Istvan Meszaros recuperou aquele famoso dito de Rosa Luxemburgo de que a opção ao socialismo é a barbárie, ao qual ele acrescentou um adendo: na melhor das hipóteses.
Slavoj Zizek, Alain Bandiou e Jacques Rancieri, cada um a sua maneira, têm escrito e falado alertando que o capitalismo, financeiro e globalizado, perdeu aquele vigor antigo de destruir o velho para construir o novo e hoje é apenas uma força que destrói a natureza e empregos no mundo inteiro, transformando milhões de pessoas em não-vivos ou semivivos.
Ao lado desses pensadores europeus com essa visão do socialismo, se destaca um brasileiro, Jacob Gorender, que infelizmente morreu em 2013, com o livro Marxismo sem Utopia.

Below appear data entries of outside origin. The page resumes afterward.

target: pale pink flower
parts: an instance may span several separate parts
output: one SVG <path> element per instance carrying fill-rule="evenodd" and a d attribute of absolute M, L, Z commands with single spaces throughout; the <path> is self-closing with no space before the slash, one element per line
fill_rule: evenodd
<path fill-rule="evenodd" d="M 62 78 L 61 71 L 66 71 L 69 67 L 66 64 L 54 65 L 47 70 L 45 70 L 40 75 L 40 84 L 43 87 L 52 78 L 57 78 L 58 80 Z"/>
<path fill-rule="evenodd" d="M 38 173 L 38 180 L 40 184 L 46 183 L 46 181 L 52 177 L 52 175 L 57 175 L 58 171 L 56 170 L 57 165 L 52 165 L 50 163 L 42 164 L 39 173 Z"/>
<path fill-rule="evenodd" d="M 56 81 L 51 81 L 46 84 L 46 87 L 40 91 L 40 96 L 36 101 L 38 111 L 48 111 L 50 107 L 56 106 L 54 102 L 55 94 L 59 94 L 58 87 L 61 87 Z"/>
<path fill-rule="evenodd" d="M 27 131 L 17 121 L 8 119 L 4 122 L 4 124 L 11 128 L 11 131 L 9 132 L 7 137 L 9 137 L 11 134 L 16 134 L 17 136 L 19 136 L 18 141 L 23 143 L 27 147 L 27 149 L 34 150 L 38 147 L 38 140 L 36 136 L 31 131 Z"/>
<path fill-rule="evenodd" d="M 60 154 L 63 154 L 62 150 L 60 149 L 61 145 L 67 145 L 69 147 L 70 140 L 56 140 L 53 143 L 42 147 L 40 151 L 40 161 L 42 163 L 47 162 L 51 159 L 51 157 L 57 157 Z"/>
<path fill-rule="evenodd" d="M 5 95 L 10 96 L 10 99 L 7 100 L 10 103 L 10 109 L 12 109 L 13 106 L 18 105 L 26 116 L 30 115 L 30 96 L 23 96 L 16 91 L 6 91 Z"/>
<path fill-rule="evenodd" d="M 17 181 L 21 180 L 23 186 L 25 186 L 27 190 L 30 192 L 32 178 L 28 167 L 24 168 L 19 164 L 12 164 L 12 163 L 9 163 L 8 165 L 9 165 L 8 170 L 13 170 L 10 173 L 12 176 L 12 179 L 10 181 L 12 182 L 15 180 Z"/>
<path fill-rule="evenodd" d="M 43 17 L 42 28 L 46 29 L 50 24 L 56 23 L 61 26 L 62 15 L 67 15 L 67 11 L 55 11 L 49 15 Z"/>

O livro pode ser dividido em três etapas. Na primeira, Gorender faz uma revisão de alguns conceitos de Marx, reforçando o papel do acaso nas transformações sociais e defendendo a impossibilidade de extinção do Estado, como propunha o autor do Manifesto Comunista.
Na segunda parte, analisa o fracasso da experiência soviética a partir de duas variáveis: as dificuldades materiais da União Soviética, oriundas dos erros de sua política de planejamento econômico e a falta de democracia interna do país, onde o chamado "centralismo democrático" substituiu a participação popular em quase todos os seus níveis. Nem por isso, é um descrente na possibilidade de reconstruir o ideal socialista a partir dos ensinamentos de Marx e Engels e mesmo das experiências dos mais de 70 anos de vida na União Soviética.

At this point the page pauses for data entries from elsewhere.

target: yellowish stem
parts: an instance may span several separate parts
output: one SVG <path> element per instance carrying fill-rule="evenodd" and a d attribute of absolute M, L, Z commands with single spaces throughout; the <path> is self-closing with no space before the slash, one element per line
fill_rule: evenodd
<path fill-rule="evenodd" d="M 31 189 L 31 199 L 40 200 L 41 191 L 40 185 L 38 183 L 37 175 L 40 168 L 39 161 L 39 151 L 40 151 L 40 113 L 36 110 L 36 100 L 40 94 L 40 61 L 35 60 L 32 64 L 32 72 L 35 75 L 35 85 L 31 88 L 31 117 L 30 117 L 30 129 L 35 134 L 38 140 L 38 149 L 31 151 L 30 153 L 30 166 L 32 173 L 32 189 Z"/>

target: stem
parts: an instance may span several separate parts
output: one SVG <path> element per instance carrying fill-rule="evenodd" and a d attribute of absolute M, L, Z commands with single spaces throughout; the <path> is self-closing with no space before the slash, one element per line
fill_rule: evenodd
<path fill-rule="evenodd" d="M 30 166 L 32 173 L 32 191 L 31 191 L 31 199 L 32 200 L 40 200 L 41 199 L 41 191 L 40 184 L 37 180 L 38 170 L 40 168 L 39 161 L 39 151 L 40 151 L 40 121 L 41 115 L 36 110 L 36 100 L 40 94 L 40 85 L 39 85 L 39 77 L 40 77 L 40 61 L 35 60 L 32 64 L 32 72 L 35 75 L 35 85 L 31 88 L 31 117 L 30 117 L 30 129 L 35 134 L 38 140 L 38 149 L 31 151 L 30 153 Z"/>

Diz Gorender: "Sendo uma possibilidade, o socialismo não decorrerá de leis históricas inelutáveis. Tão pouco decorrerá de um imperativo ético, como propunha Bernstein, pois será uma possibilidade inscrita objetivamente na história. O objetivo socialista se colocará como opção para as tendências anticapitalistas radicais, que os próprios males do capitalismo suscitarão. Este objetivo se implementará sob a forma e conteúdo muito variados, de acordo com as peculiaridades históricas de cada povo".
Para a consecução desse objetivo revolucionário, Gorender se aproxima de uma das teses fundamentais de Lenin, que em 1917 dizia que o proletariado não estava ainda preparado para comandar revolução, que deveria então ser liderada por intelectuais comprometidos com as aspirações dos trabalhadores.

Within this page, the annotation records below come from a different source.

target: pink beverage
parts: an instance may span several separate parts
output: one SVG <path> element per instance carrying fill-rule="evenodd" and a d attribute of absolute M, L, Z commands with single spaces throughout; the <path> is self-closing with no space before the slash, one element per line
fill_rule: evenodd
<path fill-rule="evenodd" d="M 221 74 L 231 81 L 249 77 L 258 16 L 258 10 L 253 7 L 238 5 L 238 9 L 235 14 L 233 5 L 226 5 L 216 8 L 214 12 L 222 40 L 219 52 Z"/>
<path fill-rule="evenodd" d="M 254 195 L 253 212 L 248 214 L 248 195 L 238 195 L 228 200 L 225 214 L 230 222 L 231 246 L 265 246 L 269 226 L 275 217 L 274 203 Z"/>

As modificações profundas que ocorreram nas relações de trabalho desde o Manifesto Comunista, levou Gorender a sintetizar como poderia ser este novo mundo socialista.
1) Permanência da divisão do trabalho entre físico e intelectual, sob a hegemonia de assalariados intelectuais.
2) Socialismo como objetivo abrangente em uma única fase, deixando de lado a visão utópica de Marx sobre o comunismo.
3) Permanência do Estado, sob o controle socialista ao invés de sua extinção.
4) Um sistema de democracia pluralista no socialismo.
5) A combinação de planejamento e mercado na economia socialista.